We pretty much lost touch right after we finished school, but years and years later, we reconnected on LinkedIn. We talk once in a while, but we don’t live close, and we each have our own seperate lives. 

In retrospect, I understand how hard it must have been to basically be the only friend of this girl who was bullied by everyone else. Because, of course, they often took it out on her, too. It couldn’t have been easy, and I don’t blame her for it anymore. 

The worst case in relatively recent years was with a girl I used to study Japanese with. We bonded almost immediately (she’s older than me, is married, and now has one or two kids – so I’ve gathered from online stalking). She became like a big sister to me. We were in the same study group, would hang out outside of classes, and we just got very close. At least, that’s what I thought. And I had no idea that I’d made friends with her when I was in fact having a hypomanic episode. 

We both decided to go to Japan during our third semester, to kind of get re-inspired to continue with Japanese studies. We went to Fukuoka’s Women’s University, as I think I’ve mentioned in a previous post. I’ll definitely want to write a whole post about that experience later on. But, for now, let’s try to stay on topic. 

Long story short: I went into a deep depression, and she abandoned me. From one day to the next, she simply stopped hanging out with me and stopped talking to me altogether. She’d barely even greet me when we walked past each other. She’d found some other people to hang out with, people who were much more fun to be around. And I felt utterly miserable and alone. And betrayed. 

Somehow I’d magically made some other friends there (two swedish girls, a belgian girl, and a few others) who were there for me during that awful time. But the fact that the one person I thought I could count on just left me like that… it was so hard. 

Later on, I was told that the girl had told someone that she’d basically just found me too depressing to be around. At the time, I was pissed. Disappointed. Really? You’re only my friend when I’m happy, but not when I’m sad? What kind of shitty person are you? I guess I never meant as much to you as you did to me. I guess we weren’t that close after all. 

Years later, I realize that it’s not that simple. She was in Japan, struggling with her studies as well, and just wanted to get the best out of her stay there. I was bringing her down, big time. It’s hard for someone to handle, especially considering the fact that she met me when I was hypomanic! She probably felt hopeless and scared that I might take her down with me. So, she did the only thing she could think of: leave me behind. And we never spoke again. 

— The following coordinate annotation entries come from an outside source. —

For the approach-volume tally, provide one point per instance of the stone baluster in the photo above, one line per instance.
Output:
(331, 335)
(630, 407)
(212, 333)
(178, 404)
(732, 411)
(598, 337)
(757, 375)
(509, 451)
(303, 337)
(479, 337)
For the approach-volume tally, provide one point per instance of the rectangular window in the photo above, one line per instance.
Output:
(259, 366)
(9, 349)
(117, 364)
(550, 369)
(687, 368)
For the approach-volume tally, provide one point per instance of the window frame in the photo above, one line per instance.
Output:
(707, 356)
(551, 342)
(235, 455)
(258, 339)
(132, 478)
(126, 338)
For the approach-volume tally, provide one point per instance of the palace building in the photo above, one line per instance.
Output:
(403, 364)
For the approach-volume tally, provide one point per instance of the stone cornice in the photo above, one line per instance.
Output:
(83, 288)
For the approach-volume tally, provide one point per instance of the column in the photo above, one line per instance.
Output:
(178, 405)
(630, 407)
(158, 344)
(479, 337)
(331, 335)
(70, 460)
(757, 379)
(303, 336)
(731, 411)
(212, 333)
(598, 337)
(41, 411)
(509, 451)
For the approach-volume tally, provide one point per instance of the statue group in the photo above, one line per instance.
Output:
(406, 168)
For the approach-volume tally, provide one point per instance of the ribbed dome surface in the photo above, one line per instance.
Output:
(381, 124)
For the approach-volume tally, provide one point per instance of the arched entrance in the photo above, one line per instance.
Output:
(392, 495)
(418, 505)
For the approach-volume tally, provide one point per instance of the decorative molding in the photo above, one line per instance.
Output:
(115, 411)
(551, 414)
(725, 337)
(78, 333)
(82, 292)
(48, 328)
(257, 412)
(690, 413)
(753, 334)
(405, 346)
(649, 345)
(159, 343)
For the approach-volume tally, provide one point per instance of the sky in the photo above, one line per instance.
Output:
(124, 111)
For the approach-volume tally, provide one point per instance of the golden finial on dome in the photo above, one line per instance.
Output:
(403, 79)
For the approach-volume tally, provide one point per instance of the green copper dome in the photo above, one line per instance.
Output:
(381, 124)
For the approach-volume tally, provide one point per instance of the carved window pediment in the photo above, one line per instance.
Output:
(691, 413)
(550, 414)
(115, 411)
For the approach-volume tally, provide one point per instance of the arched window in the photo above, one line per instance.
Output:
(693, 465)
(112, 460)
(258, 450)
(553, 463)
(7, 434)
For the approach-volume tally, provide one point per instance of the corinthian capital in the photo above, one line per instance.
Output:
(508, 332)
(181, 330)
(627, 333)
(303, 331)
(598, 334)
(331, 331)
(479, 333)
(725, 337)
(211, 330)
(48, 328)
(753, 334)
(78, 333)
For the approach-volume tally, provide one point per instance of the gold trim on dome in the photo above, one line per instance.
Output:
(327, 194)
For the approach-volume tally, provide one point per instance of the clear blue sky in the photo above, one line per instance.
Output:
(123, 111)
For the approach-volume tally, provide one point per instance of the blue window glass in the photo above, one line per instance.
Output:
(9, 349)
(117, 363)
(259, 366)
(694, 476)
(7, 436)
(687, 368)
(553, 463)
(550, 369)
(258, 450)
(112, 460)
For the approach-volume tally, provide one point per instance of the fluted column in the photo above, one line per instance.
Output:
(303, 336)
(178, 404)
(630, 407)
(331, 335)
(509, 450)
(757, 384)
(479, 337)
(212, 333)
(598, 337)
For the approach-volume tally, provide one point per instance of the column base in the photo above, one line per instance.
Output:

People are not always as resilient and strong as we think they are. Sometimes we expect way to much of people – I’m definitely guilty of that. Even some of my closest friends have had to distance themselves from me during depressions, which caused us to lose touch for long periods of time. Yes, I blamed them, to a certain extent. But I mainly blamed myself. After all, I was the reason they abandoned me. was the problem. Of course they wouldn’t want to be friends with me. I don’t deserve friends. 

And so on. 

What I’m trying to work on these days is lowering my expectations, both of others, but also of myself. I try my best to be a good friend to everyone, but I also have my limits, as do everyone. It’s so important to recognize when it becomes too much, then take a step back, but in the most respectful way possible. I strongly believe that a one-sided friendship isn’t healthy; there has to be room for both. And if, for a time, that’s not possible, then perhaps it’s time to find someone else to lean on for a little while. It can be another friend, a partner, a doctor, a family member. Giving your friend a breather can sometimes be a way of preserving a healthy relationship. It’s not easy, and, as my motto goes, communication is key! Talk to them about. Ask them how they’re feeling, and ask them if everything is becoming a bit too overwhelming for them. 

I’ve cried a lot of tears when people have just stood up and walked away from me. I’ve  ben sad and confused and been through a lot of hurting. It still happens, but rarely; and when it does, I’m much better at handling it than I was 6 years ago. Better late than never, right?